Doc Childre refers to findings, according
to which the brain ‘obeys’ incoming messages from the heart,
thus influencing a person’s behaviour. This
research has also shown that the heart generates the
strongest electromagnetic field produced by the body, and
that a loving intention results in an exchange of
electromagnetic energy with healing effects between
individuals. Positive emotions such as love, care and
appreciation have also been shown to increase the
synchronization between the heart, brain and body within an
individual.14 Attending to media people’s own
intrinsic psychological needs will increasingly enable
journalists to operate in an emotionally congruent way. In
turn, this will impact on the way in which future media
productions affect the state of an individual, a community,
a nation, or the state of the world at large.
The strength of peace-journalism’s agenda
lies in the recognition that the reporting of events comes
with a personal responsibility for the impact that the style
of reportage has on the people and circumstances that are
being described.
From an emotional intelligence
perspective, this constitutes an intra and inter-personally
resourceful way of addressing today’s media challenges. The
dilemma for correspondents in the West, who feel compelled
to adhere to corporate demands on the one hand but wish to
follow their own standard of ethics on the other hand, can
only be overcome when a sufficient number of correspondents
decide to follow their heart instead of aiming to outdo each
other in fulfilling the expectations of media corporations,
audiences, or governments.
Networking between like-minded
peace-journalists, the development of new concepts regarding
expectations of, and by, the media; the introduction of
changes in journalism training and an official
acknowledgement of a ‘duty of care’ to journalists are
encouraging steps in a the right direction.

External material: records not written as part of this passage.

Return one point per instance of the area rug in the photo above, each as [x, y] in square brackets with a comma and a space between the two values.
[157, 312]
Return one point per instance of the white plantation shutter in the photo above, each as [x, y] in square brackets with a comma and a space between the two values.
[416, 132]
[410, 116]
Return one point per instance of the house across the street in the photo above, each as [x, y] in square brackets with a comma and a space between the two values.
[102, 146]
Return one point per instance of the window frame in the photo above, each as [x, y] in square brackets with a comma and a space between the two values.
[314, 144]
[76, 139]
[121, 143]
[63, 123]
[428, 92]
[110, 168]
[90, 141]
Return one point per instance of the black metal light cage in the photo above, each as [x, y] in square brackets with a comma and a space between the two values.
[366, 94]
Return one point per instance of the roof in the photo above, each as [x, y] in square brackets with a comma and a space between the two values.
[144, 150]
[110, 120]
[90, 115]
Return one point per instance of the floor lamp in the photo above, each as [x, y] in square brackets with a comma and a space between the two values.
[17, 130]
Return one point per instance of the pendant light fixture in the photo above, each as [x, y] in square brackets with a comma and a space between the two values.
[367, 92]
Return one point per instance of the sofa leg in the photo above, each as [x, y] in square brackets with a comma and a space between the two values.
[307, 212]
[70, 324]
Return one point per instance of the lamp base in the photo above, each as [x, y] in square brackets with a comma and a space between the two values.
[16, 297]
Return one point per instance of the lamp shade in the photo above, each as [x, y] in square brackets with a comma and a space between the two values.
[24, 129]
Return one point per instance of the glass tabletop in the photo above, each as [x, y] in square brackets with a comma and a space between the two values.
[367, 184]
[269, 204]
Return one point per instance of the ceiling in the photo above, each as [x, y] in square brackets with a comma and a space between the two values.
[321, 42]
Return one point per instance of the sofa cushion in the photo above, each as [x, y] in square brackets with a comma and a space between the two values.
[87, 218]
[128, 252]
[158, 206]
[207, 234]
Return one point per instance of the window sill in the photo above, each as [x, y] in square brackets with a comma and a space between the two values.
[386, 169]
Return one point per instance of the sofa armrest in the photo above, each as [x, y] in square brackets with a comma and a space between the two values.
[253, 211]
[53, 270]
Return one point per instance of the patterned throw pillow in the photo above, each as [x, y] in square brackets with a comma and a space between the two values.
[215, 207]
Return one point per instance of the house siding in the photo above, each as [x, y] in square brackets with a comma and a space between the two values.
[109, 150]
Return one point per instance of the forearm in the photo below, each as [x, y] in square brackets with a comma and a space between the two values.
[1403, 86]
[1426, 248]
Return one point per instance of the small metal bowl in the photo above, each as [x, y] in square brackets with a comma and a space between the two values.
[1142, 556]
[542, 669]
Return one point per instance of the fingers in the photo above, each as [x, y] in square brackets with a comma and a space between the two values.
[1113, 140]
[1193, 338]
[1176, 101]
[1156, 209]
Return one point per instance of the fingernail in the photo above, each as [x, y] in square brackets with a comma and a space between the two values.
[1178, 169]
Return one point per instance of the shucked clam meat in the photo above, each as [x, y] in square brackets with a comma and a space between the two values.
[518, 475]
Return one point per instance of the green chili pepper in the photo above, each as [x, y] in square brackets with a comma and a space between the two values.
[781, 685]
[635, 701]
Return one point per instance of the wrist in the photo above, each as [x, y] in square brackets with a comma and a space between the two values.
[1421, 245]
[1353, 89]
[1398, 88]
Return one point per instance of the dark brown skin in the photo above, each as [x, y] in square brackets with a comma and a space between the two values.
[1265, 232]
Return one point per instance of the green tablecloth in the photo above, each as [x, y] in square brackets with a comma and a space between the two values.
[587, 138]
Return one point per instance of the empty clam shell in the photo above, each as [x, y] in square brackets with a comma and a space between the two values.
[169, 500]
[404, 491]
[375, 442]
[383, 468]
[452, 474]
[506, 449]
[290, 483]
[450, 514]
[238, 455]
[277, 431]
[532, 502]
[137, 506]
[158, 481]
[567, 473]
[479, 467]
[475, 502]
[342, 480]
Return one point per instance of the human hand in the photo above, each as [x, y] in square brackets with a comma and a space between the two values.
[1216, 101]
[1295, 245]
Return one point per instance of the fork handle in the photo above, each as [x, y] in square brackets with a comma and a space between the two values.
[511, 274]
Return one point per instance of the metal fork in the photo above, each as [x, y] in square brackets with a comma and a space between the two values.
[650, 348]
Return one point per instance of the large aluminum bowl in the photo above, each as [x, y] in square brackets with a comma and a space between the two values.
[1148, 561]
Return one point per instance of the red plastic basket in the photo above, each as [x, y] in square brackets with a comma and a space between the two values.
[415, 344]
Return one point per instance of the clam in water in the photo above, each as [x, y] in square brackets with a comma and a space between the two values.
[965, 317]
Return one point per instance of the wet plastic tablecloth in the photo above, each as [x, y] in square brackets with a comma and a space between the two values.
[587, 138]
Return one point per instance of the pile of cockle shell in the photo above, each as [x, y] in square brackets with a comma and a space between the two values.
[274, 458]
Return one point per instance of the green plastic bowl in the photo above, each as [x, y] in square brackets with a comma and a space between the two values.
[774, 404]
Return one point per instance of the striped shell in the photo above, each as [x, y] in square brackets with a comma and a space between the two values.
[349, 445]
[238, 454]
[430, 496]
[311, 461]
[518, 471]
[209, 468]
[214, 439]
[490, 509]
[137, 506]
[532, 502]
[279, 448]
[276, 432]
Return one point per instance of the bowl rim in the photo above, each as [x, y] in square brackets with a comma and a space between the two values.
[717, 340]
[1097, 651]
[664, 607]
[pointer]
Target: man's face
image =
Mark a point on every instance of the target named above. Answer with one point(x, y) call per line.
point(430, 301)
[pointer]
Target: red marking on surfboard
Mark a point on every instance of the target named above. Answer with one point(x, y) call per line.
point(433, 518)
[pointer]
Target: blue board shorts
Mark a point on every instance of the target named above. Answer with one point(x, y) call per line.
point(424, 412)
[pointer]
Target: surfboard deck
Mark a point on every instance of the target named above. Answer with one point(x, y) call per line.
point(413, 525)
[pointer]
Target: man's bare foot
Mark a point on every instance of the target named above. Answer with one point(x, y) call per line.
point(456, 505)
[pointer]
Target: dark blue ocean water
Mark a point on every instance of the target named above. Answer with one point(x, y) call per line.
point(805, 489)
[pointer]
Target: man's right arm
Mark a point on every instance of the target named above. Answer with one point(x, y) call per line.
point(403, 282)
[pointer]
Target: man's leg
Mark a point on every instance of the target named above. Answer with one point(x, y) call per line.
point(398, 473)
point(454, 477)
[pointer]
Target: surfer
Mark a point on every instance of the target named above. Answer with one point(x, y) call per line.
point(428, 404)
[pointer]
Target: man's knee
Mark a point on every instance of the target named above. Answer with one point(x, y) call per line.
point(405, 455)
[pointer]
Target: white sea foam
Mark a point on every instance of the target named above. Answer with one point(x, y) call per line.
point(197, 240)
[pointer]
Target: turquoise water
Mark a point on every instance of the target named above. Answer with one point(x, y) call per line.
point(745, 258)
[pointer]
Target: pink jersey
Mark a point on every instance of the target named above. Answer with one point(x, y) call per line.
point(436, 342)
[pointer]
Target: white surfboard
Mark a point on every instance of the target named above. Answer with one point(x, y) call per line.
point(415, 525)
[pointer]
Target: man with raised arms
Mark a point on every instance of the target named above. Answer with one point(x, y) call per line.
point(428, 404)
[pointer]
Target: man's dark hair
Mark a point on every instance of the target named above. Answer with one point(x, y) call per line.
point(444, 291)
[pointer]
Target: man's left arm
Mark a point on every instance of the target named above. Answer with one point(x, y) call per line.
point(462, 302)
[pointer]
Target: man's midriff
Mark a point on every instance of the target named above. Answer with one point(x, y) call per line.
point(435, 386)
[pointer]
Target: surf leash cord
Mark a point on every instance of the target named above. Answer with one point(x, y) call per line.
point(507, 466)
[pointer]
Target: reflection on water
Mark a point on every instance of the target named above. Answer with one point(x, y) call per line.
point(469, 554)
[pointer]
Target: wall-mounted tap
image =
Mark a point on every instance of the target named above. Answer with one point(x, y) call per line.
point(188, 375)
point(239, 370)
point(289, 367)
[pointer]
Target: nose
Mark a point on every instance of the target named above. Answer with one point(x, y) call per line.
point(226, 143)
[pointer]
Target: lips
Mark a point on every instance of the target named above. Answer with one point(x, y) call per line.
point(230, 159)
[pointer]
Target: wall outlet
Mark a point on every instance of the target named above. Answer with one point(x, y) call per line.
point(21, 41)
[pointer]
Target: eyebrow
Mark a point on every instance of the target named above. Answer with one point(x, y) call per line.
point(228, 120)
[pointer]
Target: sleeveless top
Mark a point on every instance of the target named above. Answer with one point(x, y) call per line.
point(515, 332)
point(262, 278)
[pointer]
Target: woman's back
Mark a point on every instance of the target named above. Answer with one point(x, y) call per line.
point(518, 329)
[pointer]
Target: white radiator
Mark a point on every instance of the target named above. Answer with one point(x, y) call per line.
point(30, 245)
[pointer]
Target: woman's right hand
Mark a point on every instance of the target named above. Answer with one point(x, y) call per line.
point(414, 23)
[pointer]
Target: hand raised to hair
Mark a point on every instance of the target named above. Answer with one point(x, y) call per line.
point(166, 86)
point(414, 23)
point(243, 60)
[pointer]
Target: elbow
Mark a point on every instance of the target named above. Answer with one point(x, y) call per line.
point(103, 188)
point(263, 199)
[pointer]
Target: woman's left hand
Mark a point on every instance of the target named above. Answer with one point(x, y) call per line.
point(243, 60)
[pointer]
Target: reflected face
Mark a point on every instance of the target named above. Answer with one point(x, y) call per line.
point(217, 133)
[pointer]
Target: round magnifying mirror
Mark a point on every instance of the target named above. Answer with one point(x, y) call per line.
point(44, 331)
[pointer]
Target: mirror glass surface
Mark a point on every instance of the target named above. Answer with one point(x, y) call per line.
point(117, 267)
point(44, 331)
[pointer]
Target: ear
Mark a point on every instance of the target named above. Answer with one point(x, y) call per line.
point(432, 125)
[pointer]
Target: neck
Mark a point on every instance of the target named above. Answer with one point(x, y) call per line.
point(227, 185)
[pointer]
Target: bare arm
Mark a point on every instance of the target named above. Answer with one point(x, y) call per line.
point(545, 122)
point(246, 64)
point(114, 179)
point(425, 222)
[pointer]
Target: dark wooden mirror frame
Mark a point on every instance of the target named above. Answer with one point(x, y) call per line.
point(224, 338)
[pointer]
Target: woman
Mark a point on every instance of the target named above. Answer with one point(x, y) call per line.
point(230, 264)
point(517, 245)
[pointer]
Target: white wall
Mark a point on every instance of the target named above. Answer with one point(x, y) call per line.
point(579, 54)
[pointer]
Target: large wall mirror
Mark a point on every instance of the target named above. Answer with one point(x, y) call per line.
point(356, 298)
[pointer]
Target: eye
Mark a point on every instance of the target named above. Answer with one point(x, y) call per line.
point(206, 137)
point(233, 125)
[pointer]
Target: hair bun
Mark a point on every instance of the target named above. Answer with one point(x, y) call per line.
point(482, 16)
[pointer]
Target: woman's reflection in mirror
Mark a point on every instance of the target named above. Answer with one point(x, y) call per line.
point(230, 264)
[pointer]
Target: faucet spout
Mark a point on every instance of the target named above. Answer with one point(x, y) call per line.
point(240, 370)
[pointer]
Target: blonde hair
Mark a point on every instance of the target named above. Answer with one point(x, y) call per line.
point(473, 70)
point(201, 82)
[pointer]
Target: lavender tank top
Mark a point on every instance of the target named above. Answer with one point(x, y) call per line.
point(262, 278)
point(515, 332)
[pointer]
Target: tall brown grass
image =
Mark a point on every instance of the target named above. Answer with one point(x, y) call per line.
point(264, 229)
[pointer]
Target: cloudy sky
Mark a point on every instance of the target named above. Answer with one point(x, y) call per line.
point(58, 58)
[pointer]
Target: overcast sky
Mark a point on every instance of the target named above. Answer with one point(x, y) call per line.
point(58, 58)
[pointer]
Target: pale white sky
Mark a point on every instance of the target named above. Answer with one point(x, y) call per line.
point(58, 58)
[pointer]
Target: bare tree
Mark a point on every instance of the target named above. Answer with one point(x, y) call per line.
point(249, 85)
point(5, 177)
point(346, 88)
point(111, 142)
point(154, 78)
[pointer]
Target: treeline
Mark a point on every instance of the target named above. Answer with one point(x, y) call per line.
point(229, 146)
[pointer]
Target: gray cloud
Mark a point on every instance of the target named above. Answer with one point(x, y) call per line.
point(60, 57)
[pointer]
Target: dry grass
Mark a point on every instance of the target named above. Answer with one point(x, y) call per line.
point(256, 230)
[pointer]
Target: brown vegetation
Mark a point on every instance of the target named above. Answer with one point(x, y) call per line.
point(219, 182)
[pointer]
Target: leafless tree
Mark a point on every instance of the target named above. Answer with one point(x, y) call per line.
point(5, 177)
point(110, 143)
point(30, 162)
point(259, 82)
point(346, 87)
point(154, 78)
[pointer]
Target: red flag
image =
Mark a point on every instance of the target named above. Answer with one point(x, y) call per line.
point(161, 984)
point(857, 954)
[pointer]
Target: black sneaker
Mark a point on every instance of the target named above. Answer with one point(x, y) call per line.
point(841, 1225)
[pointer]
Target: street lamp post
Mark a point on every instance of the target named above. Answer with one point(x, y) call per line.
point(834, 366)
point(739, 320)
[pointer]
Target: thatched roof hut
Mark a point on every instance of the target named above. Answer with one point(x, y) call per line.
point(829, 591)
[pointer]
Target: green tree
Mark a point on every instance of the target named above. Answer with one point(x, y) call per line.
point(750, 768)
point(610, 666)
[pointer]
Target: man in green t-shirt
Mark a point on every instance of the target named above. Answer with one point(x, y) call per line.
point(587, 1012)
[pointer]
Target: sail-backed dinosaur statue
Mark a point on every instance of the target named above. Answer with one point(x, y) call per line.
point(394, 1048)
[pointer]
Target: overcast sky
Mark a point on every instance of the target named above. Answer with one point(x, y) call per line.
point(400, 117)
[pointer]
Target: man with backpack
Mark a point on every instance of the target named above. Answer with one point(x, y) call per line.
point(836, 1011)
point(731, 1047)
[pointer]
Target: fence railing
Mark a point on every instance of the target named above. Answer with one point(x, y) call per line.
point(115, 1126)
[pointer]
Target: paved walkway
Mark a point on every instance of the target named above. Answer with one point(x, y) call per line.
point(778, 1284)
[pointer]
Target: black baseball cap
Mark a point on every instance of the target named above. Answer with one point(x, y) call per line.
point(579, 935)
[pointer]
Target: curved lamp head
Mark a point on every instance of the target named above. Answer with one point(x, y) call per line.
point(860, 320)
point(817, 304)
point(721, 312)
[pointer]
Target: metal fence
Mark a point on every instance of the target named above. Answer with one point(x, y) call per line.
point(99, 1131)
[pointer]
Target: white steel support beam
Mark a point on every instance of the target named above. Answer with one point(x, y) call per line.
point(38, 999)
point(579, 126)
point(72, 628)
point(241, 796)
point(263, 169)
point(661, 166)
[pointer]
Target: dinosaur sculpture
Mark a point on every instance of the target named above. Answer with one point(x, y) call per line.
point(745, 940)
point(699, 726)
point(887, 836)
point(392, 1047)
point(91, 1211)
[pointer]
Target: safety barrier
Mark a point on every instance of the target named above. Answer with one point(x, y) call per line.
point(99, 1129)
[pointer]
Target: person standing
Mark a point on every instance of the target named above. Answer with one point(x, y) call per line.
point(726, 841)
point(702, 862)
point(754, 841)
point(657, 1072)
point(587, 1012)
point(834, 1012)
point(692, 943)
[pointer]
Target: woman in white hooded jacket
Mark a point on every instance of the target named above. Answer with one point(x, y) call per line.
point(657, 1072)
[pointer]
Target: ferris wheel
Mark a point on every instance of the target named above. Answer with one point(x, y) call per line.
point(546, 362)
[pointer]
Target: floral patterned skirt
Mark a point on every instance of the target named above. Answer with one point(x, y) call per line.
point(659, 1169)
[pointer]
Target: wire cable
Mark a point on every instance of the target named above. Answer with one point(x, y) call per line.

Such awareness
seems timely in an age of globalization where the benefits
and shortcomings of any conduct tend to spread faster and
with greater impact than ever before.
Perhaps the current in-vogue notion of
the ‘CNN-effect’, referring to the media’s role in
(selectively) attracting attention to certain conflict
situations as opposed to others and therefore indirectly
influencing the course and outcome of conflicts, could one
day be replaced with something like a ‘PPR-effect’ (for
‘peace promoting reporting’) which would expose the
presence, or the absence, of such corresponding attitudes in
the reporting of international conflicts.
In this sense a media culture change
towards a more emotionally intelligent, peace journalistic
perspective is not so much an option, or a choice, but
rather an urgent necessity in keeping with a vastly changed
Zeitgeist, responding to, in Mark Brayne’s words, "an
emotional dimension to politics and to journalism and the
human condition in the twenty-first century".15
If those who work in the media raise
their individual consciousness around their own and the
media world’s strengths and shortcomings and if they develop
a new sense of responsibility towards themselves, those they
report on and those they report for, then they, together
with audiences, have the capacity to create a media
consciousness that promotes the spirit of the common good.